Bioperl 1.5.1

I am pleased to announce the 1.5.1 developer release of Bioperl.

Essential links here Core http://bioperl.org/DIST/bioperl-1.5.1.tar.gz http://bioperl.org/DIST/bioperl-1.5.1.zip http://bioperl.org/DIST/bioperl-1.5.1.tar.bz2

Run http://bioperl.org/DIST/bioperl-run-1.5.1.tar.gz http://bioperl.org/DIST/bioperl-run-1.5.1.zip http://bioperl.org/DIST/bioperl-run-1.5.1.tar.bz2

Ext http://bioperl.org/DIST/bioperl-ext-1.5.1.tar.gz http://bioperl.org/DIST/bioperl-ext-1.5.1.zip http://bioperl.org/DIST/bioperl-ext-1.5.1.tar.bz2

MD5 sum http://bioperl.org/DIST/SIGNATURES.md5

Please see my mailing list post for more information.

I have appended the Change log from Bioperl core compents below 1.5.1 Developer release

o Major problem with how Annotations were written out with Bio::Seq is fixed by reverting to old behavior for Bio::Annotation objects.

o Bio::SeqIO

- genbank.pm \* bug #1871; REFLOOP’ parsing loop, I changed the pattern to expect at l east 9 spaces at the beginning of a line to indicate line wrapping.

\* Treat multi-line SOURCE sections correctly, this defect broke both common_name() and classification()

\* parse swissprot fields in genpept file

\* parse WGS genbank records

- embl.pm \* Changed regexp for ID line.

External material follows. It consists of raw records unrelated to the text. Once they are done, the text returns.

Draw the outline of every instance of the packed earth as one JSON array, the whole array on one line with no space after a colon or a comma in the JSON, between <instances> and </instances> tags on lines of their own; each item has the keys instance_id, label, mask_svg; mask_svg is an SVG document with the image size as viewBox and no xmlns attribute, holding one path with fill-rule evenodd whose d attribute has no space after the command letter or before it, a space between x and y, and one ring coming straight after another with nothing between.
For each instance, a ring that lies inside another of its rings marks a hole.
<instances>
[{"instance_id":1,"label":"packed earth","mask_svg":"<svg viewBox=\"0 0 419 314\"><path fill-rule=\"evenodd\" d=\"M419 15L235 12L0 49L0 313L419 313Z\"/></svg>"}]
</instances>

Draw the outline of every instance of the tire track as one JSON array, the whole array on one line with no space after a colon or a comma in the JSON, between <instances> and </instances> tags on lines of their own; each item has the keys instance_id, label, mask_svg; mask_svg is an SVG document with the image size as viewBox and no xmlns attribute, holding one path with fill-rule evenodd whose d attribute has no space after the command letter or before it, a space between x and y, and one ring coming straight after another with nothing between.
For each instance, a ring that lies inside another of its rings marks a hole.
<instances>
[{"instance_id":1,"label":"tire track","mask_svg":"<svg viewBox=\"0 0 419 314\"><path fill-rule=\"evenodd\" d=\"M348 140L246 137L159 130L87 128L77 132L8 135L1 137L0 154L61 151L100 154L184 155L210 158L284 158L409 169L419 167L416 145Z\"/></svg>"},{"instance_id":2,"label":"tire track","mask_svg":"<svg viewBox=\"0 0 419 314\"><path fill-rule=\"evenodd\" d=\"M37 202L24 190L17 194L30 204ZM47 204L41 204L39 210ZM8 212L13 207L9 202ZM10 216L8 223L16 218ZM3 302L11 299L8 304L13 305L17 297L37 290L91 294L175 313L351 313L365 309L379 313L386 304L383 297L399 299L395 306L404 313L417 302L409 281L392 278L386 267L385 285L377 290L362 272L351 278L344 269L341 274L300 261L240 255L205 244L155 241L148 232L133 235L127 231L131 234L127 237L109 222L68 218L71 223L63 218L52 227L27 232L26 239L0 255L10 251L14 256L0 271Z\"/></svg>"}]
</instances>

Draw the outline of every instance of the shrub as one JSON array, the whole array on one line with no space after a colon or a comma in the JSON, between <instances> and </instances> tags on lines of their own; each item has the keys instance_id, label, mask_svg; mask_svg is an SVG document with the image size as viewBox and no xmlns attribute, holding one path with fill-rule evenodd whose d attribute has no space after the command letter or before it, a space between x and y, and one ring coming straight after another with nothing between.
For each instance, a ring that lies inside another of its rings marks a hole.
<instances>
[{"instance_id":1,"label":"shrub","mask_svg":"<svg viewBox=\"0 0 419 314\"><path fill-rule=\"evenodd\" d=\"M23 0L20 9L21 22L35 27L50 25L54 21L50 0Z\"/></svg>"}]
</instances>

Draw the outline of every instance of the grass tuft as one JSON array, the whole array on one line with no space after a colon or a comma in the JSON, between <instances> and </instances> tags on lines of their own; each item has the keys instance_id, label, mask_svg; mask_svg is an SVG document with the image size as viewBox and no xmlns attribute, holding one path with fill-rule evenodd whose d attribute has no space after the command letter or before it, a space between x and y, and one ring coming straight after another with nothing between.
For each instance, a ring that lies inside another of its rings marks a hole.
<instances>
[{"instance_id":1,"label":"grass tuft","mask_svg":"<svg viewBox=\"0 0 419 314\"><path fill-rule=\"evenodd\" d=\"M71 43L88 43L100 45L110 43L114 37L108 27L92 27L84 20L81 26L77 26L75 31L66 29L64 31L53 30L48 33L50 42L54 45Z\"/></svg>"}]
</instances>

The capturing parentheses are the same, the difference is an optional repeated-not-semi- colon expression following the captured S+. This means the regexp works when the division looks like /PRO;/ or when the division looks like /ANG ;/ - the latter is from EMBL repbase

\* fix ID line parsing: the molecule string can have spaces in it. Like: “genomic DNA”

- swiss.pm: bugs #1727, #1734

- entrezgene.pm \* Added parser for entrezgene ASN1 (text format) files. Uses Bio::ASN1::EntrezGene as a low level parser (get it from CPAN)

o Bio::AlignIO

- maf.pm coordinate problem fixed

o Bio::Taxonomy and Bio::DB::Taxonomy

- Parse NCBI XML now so that nearly all the taxonomy up-and-down can be done via Web without downloading all the sequence. o Bio::Tools::Run::RemoteBlast supports more options and complies to changes to the NCBI interface. It is reccomended that you retrieve the data in XML instead of plain-text BLAST report to insure proper parsing and retrieval of all information as NCBI fully expects to change things in the future. o Bio::Tree and Bio::TreeIO

- Fixes so that re-rooting a tree works properly

- Writing out nhx format from a newick/nexus file will properly output bootstrap information. The use must move the internal node labels over to bootstraps. for my $node ( grep { ! $_->is_Leaf } $tree->get_nodes ) { $node->bootstrap($node->id); $node->id(’’); } - Nexus parsing is much more flexible now, does not care about LF.

- Cladogram drawing module in Bio::Tree::Draw

- Node height and depth now properly calculated

- fix tree pruning algorithm so that node with 1 child gets merged

o Graphics tweaks. Glyph::xyplot improved. Many other small-medium sized bugs and improvements were added, see Gbrowse mailing list for most of these.

o Bio::DB::GFF partially supports GFF3. See information about gff3_munge flag in scripts/Bio-DB-GFF/bulk_load_gff.pl.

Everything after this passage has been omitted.